# Outlook ' Read receipt' problem



## sleepz (Jun 13, 2004)

I am using outlook 2003. I have received a message that requested a read receipt that I said yes to sending. It does not seem to be sending it. It doesnt appear in the outbox so I can not delete it but every thirty seconds my computer flashes up that it has an error trying to send something. 
I tried using a program called OutlookSpy which was recommended on another site but that tells me I have used up my free test period and now I have to pay, but I do not even know if it would work.
All my other mail can still go in and out ok but the error messages are driving me nuts.
Any help would be gratefully received.

Cheers
Rob
UK


----------



## Augie65 (Mar 24, 2005)

Try this, open* Tools*> *Options*>* Preference* tab> click on *E-mail Options* button.
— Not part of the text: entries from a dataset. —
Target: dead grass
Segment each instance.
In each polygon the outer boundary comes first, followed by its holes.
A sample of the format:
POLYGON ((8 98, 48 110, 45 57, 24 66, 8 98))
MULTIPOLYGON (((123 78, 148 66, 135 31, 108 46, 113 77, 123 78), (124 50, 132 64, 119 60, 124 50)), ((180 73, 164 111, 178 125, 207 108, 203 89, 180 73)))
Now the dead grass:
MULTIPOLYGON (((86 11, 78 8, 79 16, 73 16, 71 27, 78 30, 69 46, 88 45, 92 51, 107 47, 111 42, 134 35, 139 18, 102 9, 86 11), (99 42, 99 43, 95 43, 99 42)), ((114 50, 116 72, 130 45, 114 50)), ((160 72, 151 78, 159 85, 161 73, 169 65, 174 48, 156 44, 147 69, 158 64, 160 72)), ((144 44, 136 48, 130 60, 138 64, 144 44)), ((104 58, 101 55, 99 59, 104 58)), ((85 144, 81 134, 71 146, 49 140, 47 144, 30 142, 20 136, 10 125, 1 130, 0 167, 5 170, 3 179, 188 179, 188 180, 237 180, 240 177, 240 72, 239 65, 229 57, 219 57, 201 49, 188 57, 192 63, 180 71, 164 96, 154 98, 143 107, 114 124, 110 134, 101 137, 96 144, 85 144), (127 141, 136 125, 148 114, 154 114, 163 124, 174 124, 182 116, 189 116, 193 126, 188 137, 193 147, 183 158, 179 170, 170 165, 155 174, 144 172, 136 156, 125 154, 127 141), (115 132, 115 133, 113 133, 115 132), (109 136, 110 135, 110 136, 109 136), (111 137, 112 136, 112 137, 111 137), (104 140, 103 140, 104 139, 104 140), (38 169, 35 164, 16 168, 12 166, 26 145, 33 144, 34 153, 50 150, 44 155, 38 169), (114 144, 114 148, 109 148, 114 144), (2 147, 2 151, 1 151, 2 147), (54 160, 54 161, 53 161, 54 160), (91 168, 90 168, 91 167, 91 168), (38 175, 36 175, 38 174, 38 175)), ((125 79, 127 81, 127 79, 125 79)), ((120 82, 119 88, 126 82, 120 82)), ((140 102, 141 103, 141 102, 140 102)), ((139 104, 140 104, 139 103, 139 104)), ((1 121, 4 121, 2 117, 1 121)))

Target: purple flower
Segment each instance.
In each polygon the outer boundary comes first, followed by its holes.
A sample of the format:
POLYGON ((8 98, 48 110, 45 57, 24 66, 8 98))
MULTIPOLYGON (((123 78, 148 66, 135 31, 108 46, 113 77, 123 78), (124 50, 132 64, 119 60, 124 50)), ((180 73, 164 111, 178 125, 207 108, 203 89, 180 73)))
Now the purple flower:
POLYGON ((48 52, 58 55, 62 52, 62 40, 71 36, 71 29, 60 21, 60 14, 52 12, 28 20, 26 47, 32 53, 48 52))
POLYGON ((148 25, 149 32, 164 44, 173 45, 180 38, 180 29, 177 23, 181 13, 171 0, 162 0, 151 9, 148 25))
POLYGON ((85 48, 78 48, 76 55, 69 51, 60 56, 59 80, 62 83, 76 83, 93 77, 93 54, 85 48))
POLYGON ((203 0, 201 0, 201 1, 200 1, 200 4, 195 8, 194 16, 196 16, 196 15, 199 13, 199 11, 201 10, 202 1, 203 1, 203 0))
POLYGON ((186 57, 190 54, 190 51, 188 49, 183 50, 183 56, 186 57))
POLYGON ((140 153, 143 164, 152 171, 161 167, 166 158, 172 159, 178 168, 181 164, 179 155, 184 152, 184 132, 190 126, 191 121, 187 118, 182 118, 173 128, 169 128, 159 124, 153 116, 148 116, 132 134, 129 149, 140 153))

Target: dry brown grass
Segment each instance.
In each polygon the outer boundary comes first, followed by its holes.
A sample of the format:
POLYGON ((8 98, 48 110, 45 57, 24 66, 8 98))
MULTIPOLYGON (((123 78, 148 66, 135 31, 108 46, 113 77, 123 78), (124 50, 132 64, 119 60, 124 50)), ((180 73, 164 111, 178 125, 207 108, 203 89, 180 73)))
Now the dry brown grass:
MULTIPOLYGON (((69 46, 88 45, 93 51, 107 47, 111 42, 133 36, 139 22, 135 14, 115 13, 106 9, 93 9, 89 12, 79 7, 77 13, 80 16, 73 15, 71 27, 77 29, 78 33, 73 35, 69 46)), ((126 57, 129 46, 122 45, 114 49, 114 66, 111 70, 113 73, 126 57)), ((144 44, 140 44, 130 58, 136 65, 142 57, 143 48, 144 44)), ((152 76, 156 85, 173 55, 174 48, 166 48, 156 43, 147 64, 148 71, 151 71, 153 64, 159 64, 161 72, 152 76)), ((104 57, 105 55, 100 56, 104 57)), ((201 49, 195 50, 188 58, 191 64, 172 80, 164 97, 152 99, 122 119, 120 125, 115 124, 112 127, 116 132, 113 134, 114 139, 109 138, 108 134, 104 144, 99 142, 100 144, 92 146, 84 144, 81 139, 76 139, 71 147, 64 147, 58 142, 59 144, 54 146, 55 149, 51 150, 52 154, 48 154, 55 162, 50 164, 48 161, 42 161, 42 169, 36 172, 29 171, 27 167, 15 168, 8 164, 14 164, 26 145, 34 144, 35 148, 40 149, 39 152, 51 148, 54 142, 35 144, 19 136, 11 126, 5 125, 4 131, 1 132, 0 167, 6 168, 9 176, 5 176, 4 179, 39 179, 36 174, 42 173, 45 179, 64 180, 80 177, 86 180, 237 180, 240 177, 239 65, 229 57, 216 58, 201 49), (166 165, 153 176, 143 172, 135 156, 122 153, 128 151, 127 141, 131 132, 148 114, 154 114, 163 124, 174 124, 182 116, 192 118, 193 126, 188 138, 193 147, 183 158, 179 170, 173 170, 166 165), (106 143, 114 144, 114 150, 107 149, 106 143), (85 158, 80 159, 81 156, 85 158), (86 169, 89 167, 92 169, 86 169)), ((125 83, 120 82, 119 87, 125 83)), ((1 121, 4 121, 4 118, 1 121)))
Click *Tracking Options* button> on the lower section, click the radio button:* Never send a response*. Ok your way out and close Outlook. See if this will stop the message.


----------



## sleepz (Jun 13, 2004)

I had tried this before and it indeed has stopped any new 'read receipts' from being acknowledged but it doesnt stop the one that it is still trying to send. Thanks anyway.


----------



## Andrew T (Mar 27, 2007)

I know this is pretty late and hopefully you've solved the problem already butI had the same thing happening since I accidently replied to a read receipt request last week. 

After changing the options to choose never to send a read receipt (see Augie65) I deleted the original email that caused the problem (the one that requested a read receipt). That was a couple of hours ago now and it appears to have fixed. 

i think this is much simply than downloading programs but in my brief search of the web I didn't see it suggested any where else. Will let you know if the prob resurfaces.


----------